Just kicking the tires here on Dataplex to see if it is the right fit. We are interested in its governance capabilities for the future, but right now we are interested to see if it offers any benefits for managing BigQuery transformations across multiple GCP projects. We were thinking that Dataplex might allow us to just point to some of the data in other projects that we have been duplicating due to source projects being in different regions. Does it allow any additional capabilities in terms of data connectivity, movement or transformation, or does it just expose existing GCP functionality? (i.e. - point to other Dataflow pipeline / Spark features) Could you point to data in another project by adding it to a zone in Dataplex, and then create a new transformed view of the data in Dataplex?
Also, the Dataplex Secure tab allows you to apply permissions onto a set of data assets that may span multiple projects, right?
Solved! Go to Solution.
Hi @steveh1 ,
In Dataplex, the BigQuery datasets created for each zone primarily serve as repositories for metadata management. This metadata might include details about the data assets within the zone, such as schemas, descriptions, and metadata for governance and cataloging purposes. The primary purpose of these datasets is not to store the actual data (like the raw or transformed data contents) but to manage metadata that facilitates better data understanding and governance across your data lakes.

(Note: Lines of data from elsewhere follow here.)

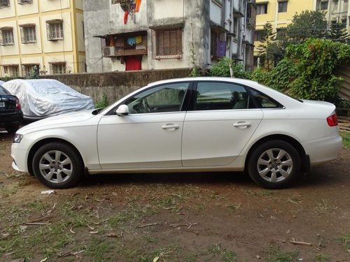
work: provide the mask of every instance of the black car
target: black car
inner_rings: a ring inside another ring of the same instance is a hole
[[[0,128],[15,133],[23,120],[23,112],[16,96],[0,85]]]

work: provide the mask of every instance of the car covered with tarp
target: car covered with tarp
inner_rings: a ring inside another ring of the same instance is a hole
[[[94,108],[91,97],[53,79],[15,79],[3,86],[18,97],[26,120]]]

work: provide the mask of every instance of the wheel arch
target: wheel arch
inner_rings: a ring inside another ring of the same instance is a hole
[[[270,141],[270,140],[283,140],[285,142],[287,142],[290,143],[291,145],[293,145],[298,152],[299,153],[299,156],[300,157],[300,161],[301,161],[301,168],[302,172],[307,172],[310,166],[310,161],[309,159],[309,156],[306,154],[305,150],[302,147],[302,145],[300,144],[299,141],[298,141],[296,139],[292,138],[291,136],[287,136],[287,135],[282,135],[282,134],[274,134],[274,135],[270,135],[267,136],[265,136],[263,138],[261,138],[259,139],[258,141],[256,141],[254,145],[253,145],[251,148],[249,149],[249,151],[248,152],[248,154],[246,154],[246,160],[244,161],[244,171],[246,172],[246,167],[247,166],[247,162],[249,161],[249,159],[251,157],[251,155],[252,152],[254,151],[254,150],[258,147],[260,145],[262,144],[263,143],[266,141]]]
[[[28,154],[28,158],[27,160],[27,166],[28,168],[28,172],[29,173],[29,174],[32,175],[34,175],[31,163],[33,162],[33,158],[34,157],[35,152],[43,145],[54,142],[61,143],[71,147],[76,152],[78,157],[79,157],[81,161],[80,163],[83,163],[83,168],[85,167],[84,160],[83,159],[83,157],[81,157],[79,150],[78,150],[78,149],[72,143],[61,138],[45,138],[39,141],[37,141],[30,149],[29,153]]]

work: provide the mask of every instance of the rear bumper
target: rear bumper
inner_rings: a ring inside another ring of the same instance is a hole
[[[21,124],[23,121],[23,113],[21,110],[10,113],[0,114],[0,126],[11,124]]]
[[[314,166],[335,160],[342,148],[342,139],[339,135],[307,141],[304,143],[306,154],[310,157],[310,165]]]

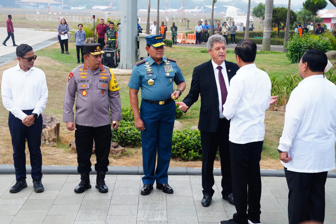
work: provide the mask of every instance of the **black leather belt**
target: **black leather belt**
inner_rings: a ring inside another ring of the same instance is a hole
[[[168,100],[164,100],[162,101],[153,101],[151,100],[145,100],[144,99],[142,99],[145,102],[147,102],[147,103],[149,103],[150,104],[159,104],[160,105],[163,105],[164,104],[166,104],[169,102],[171,101],[171,98],[170,98]]]

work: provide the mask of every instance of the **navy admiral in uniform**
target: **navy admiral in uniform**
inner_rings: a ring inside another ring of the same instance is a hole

If transformed data is being stored in a BigQuery dataset within a Dataplex setup, it would typically involve processes set up outside of the direct capabilities of Dataplex. For instance, you might use BigQuery's data transformation tools (like SQL queries or BigQuery ML) or integrate with Dataflow or Dataproc for transformation jobs that then store their outputs in BigQuery. The integration of Dataplex is more about orchestrating and managing these processes, rather than directly executing them.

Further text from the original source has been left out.